Ministério Público considera  inconstitucional nomeações de comissionados na administração tributária de São José dos Campos

Prefeitura de São José dos Campos não faz concurso público e prioriza contratações de comissionados políticos para cargos de atuação tributária

A prefeitura de São José dos Campos, gestão de Anderson Farias (PSD), está sendo alvo da 7ª Promotoria de Justiça de São José dos Campos que emitiu um parecer favorável à ação civil pública movida pela Associação dos Auditores Tributários Municipais de São José dos Campos (AATM-SJC), que questiona a constitucionalidade e a legalidade de nomeações de funcionários comissionados na administração tributária da cidade

Segundo a ação, o Município teria nomeado servidores em desvio de função para exercer atividades de natureza fiscal, com o objetivo de viabilizar interferências políticas indevidas na atividade fiscal do Município, a partir do aparelhamento dos órgãos com finalidade tributária.

A Promotoria de Justiça, em seu parecer, concorda com os argumentos da AATM-SJC e aponta que a Lei Complementar Municipal n. 671, de 06/09/2023, que reorganizou o departamento de receitas, teria mantido a situação questionada, com nomeações comissionadas e desvios de funções, indevidas, junto aos cargos de atuação tributária.

O parecer, assinado pela promotora de Justiça Ana Cristina Ioriatti Chami, opina pelo deferimento da tutela de evidência, suspendendo-se as nomeações comissionadas decorrentes da LC 671/2023, e pelo encaminhamento de cópias do processo para a Procuradoria Geral de Justiça do Estado de São Paulo, para que o órgão ministerial competente analise eventual propositura de Ação Direta de Inconstitucionalidade frente à Lei LC 671/2023 e eventual ocorrência de crime de desobediência pelo Prefeito, Anderson Farias (PSD).

“Foi necessário que tomássemos essa medida”, disse em nota o presidente da associação, Danilo Sanefuji Braz. “Havíamos entrado na justiça para combater desvios de função que contrariavam a Constituição da República quanto aos cargos de comando dentro do extinto Departamento da Receita, uma vez que a Administração Tributária é atividade de Estado e, portanto, deve ser protegida de interferências políticas.
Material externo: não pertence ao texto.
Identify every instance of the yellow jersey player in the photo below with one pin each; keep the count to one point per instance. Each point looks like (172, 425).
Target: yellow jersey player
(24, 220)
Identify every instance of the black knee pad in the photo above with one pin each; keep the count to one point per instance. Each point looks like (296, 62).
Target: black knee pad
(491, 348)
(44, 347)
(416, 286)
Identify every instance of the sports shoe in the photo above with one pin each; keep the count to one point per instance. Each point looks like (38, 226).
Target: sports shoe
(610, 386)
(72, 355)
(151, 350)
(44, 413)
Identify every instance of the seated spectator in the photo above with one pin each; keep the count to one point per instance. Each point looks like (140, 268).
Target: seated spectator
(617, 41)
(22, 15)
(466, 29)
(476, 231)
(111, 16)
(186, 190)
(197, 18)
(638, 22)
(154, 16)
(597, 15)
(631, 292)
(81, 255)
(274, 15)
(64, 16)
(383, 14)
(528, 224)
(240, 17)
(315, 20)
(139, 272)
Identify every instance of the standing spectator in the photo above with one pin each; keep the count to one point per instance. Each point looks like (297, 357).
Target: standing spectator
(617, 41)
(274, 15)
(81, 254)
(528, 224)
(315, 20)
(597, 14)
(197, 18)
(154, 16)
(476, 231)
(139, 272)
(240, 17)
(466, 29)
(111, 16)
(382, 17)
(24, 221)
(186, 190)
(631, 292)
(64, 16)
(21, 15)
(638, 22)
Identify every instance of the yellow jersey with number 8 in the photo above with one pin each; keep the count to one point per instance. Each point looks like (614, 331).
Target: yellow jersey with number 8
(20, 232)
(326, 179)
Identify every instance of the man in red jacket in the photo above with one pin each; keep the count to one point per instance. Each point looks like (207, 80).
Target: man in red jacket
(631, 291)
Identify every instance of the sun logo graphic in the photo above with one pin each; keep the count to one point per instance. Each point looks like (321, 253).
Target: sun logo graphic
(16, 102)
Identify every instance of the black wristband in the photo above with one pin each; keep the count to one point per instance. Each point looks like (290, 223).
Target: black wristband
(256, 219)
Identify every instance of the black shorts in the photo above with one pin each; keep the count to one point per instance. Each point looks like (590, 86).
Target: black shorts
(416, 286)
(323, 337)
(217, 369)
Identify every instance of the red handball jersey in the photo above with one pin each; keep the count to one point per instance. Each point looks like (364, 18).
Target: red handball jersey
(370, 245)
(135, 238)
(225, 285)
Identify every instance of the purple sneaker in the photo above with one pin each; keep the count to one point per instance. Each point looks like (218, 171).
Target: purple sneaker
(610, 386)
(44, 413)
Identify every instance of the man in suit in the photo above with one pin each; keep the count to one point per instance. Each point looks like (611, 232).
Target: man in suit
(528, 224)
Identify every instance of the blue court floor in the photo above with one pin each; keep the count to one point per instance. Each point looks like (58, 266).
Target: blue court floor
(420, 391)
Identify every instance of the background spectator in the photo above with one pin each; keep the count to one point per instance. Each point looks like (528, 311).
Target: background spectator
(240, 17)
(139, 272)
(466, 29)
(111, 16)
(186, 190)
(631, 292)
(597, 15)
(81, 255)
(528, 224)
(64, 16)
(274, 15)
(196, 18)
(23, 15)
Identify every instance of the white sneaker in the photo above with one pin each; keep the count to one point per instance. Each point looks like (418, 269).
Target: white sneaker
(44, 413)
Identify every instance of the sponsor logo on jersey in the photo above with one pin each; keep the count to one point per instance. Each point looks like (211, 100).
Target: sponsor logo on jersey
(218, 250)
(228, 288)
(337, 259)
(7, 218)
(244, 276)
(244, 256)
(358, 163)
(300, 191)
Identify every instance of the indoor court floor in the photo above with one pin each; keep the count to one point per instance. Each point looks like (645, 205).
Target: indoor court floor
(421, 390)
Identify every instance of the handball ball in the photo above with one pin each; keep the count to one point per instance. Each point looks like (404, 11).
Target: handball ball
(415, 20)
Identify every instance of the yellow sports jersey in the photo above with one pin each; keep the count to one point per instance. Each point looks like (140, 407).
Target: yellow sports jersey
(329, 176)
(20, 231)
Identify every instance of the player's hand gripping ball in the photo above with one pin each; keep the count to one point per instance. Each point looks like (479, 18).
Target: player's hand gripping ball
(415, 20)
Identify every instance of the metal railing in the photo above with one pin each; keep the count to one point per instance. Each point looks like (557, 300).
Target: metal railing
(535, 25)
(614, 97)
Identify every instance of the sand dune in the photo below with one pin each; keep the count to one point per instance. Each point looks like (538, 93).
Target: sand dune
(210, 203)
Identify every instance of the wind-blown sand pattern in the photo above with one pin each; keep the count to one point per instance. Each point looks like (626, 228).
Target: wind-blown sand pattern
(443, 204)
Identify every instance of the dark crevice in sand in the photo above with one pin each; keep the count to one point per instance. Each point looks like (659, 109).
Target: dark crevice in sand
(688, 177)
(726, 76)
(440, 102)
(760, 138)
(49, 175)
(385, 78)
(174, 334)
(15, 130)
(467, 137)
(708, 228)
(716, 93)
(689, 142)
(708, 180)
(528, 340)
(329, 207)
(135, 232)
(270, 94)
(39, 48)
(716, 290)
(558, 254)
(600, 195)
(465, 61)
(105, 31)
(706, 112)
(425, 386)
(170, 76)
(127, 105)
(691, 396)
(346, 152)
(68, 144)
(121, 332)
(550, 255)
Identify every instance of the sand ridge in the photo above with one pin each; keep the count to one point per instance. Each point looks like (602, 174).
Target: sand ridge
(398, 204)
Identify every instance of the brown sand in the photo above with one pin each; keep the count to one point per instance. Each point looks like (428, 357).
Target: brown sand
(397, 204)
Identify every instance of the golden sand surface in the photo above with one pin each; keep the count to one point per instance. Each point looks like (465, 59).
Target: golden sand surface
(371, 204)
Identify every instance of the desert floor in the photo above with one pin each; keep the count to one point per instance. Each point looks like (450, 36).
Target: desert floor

Depois da derrota na justiça, o Município editou essa lei e nomeou novamente os mesmos servidores em desvio de função. Assim, tivemos que entrar com essa nova ação contra essa lei complementar que, no nosso entendimento, foi editada para mantê-los em funções que deveriam ser exercidas por servidores da carreira tributária de auditor, além de outras questões que atingiram frontalmente a nossa carreira”, ressalta.

O processo está em tramitação na 2ª Vara da Fazenda Pública da Comarca de São José dos Campos e aguarda a decisão do juízo.

Procurada, a Prefeitura alegou que a nova lei “garante a melhoria da gestão pública”. À Justiça, o município negou qualquer irregularidade na norma.